FRR BGP over IPsec , when HA happens (slave-> master, master ->slave)
-
@mcury
this may help. There is a solution if you want to call it that here in this redmine.https://redmine.pfsense.org/issues/9141
The first statement here is nonsensical.
"" AFAIR it was done deliberately since in nearly all cases it would be an error to run an identical configuration on two routers running a routing protocol. You'd want separate feeds/connections to neighbors and to work out the failover using priorities/cost/etc in the routing protocols. ""

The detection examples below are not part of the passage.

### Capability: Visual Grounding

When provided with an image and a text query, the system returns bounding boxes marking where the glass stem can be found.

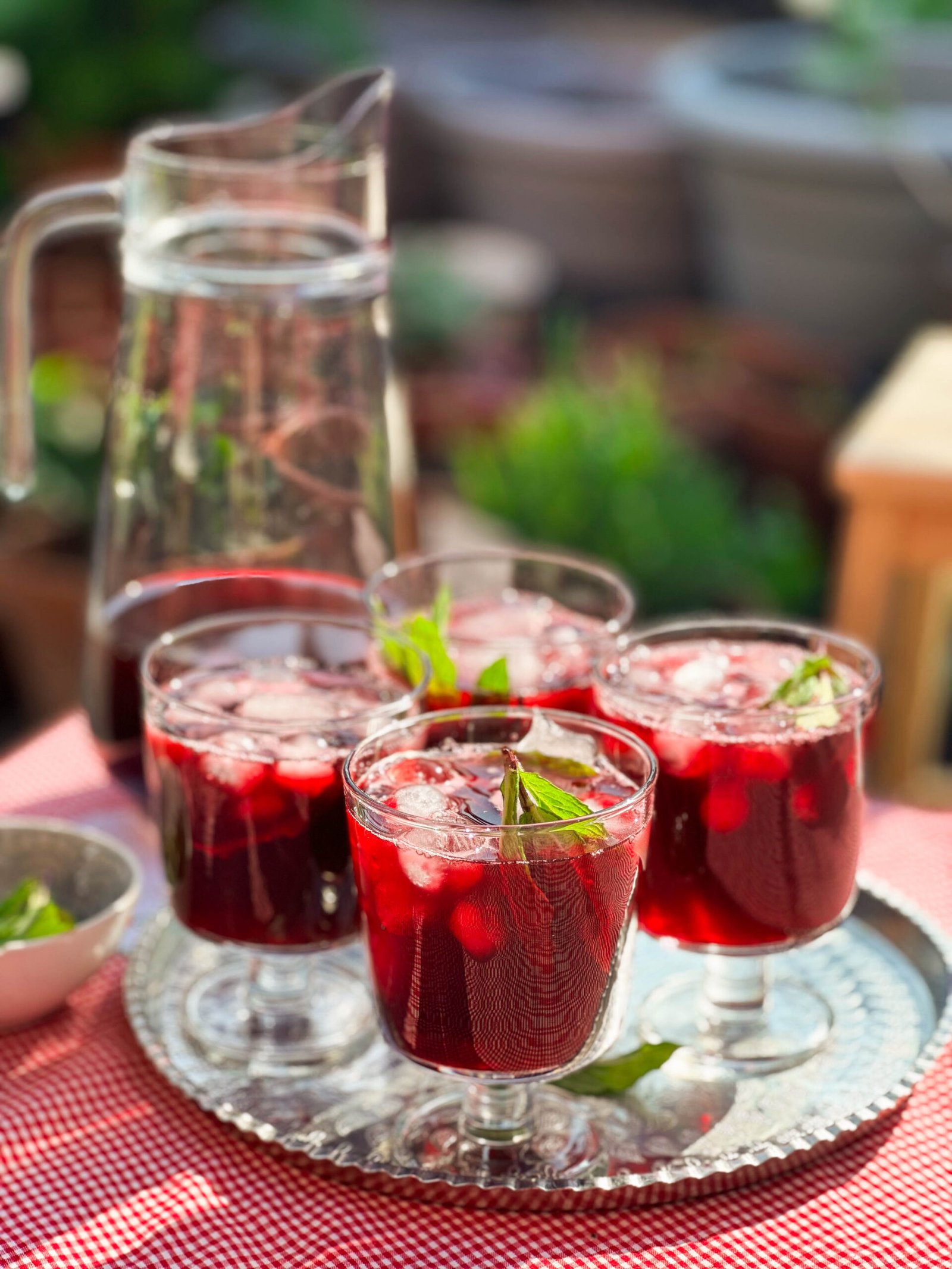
[459,1080,532,1146]
[248,953,314,1049]
[703,954,769,1042]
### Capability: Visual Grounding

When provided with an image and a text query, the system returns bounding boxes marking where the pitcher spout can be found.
[133,67,393,171]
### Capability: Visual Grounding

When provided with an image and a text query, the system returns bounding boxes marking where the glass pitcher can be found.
[0,70,392,778]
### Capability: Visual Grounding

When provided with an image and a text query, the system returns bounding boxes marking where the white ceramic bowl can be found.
[0,817,142,1030]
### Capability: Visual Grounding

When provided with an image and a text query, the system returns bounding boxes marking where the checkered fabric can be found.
[0,719,952,1269]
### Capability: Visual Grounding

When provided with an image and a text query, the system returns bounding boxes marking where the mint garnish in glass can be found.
[373,582,509,702]
[763,653,848,727]
[499,747,607,859]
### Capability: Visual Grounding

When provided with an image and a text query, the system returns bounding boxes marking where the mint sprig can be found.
[372,582,509,700]
[0,877,76,943]
[476,656,509,700]
[552,1041,680,1098]
[764,653,847,727]
[499,747,607,859]
[372,585,456,697]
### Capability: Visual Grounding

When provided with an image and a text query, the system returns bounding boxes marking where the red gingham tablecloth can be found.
[0,718,952,1269]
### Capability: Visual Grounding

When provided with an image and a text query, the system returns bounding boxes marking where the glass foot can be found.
[184,953,375,1077]
[393,1088,606,1184]
[638,957,832,1079]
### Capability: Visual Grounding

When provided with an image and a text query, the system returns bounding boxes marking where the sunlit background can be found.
[0,0,952,802]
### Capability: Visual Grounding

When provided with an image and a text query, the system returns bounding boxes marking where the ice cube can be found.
[199,732,267,794]
[546,622,581,646]
[399,829,450,892]
[672,653,725,697]
[515,710,598,766]
[235,691,335,722]
[393,784,452,820]
[189,675,254,709]
[278,736,334,763]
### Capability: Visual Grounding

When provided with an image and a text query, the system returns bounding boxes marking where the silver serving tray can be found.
[126,877,952,1211]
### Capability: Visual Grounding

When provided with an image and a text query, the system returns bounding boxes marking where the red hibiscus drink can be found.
[345,707,654,1175]
[367,550,635,713]
[83,569,363,797]
[143,610,421,1071]
[596,622,878,1071]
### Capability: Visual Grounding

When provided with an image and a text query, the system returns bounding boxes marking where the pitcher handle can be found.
[0,179,122,502]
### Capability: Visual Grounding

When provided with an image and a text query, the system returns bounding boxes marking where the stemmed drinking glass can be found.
[367,548,635,713]
[142,610,428,1075]
[596,619,879,1074]
[344,706,655,1179]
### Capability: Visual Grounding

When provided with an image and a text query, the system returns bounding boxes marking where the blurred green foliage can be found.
[0,0,367,141]
[453,364,824,616]
[390,242,486,365]
[0,0,223,140]
[30,353,109,529]
[790,0,952,109]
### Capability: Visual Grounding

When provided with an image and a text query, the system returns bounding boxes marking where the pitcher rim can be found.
[128,66,394,176]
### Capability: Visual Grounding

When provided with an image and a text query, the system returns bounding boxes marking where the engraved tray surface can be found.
[126,877,952,1211]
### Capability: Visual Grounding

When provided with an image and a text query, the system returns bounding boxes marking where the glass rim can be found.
[139,608,430,734]
[364,547,637,648]
[594,614,882,721]
[127,127,381,188]
[343,706,657,838]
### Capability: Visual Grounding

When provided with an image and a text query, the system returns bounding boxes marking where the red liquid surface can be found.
[428,590,610,713]
[597,642,862,948]
[83,569,364,793]
[146,662,396,948]
[352,745,647,1076]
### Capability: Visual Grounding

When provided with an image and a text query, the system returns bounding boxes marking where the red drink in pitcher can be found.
[83,569,364,789]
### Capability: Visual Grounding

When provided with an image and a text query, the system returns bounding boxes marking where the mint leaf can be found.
[499,748,528,863]
[499,747,607,859]
[552,1042,680,1098]
[0,877,43,920]
[0,877,75,943]
[403,614,456,697]
[23,904,76,939]
[372,585,456,697]
[476,656,509,700]
[519,748,598,781]
[519,772,607,838]
[373,606,422,688]
[765,653,847,727]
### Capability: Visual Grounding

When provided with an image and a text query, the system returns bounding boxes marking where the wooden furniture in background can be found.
[834,326,952,806]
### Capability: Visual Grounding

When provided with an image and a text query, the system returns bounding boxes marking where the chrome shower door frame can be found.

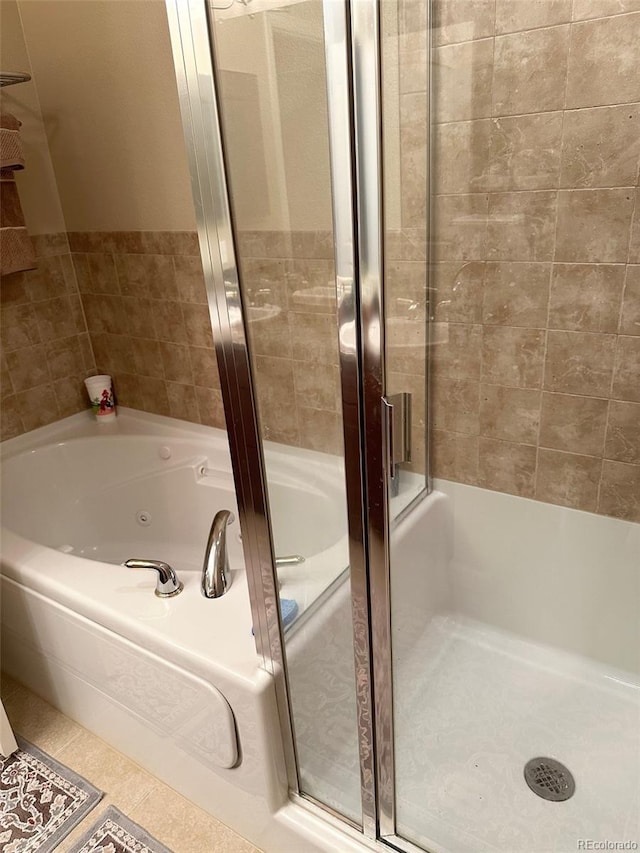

This is obviously ridiculous and counter-intutive to how high availability is supposed to work but moving the saved configuration to the other standby node looks to be a workable solution
-
@michmoor said in FRR BGP over IPsec , when HA happens (slave-> master, master ->slave):
This is obviously ridiculous and counter-intutive to how high availability is supposed to work but moving the saved configuration to the other standby node looks to be a workable solution
No progress here obviously, just wanted to add that in the mean time I'm using a workaround: every time i change something on the primary GUI I transfer the raw FRR running config onto the standby cluster (as saved config).
Ow, so it is possible..
I'll perform some tests to see how that goes, thanks a lot michmoor, I wasn't aware of any of this and I was about to jump into it.
-
@mcury let us know if that works
But if it does i cant imagine why that cant be sync'd. Lots of maintenance on the admins end to keep the configs in order
-
@michmoor said in FRR BGP over IPsec , when HA happens (slave-> master, master ->slave):
let us know if that works
I'll post here my findings.
@michmoor said in FRR BGP over IPsec , when HA happens (slave-> master, master ->slave):
But if it does i cant imagine why that cant be sync'd. Lots of maintenance on the admins end to keep the configs in order
If it works, I'll try to build a script..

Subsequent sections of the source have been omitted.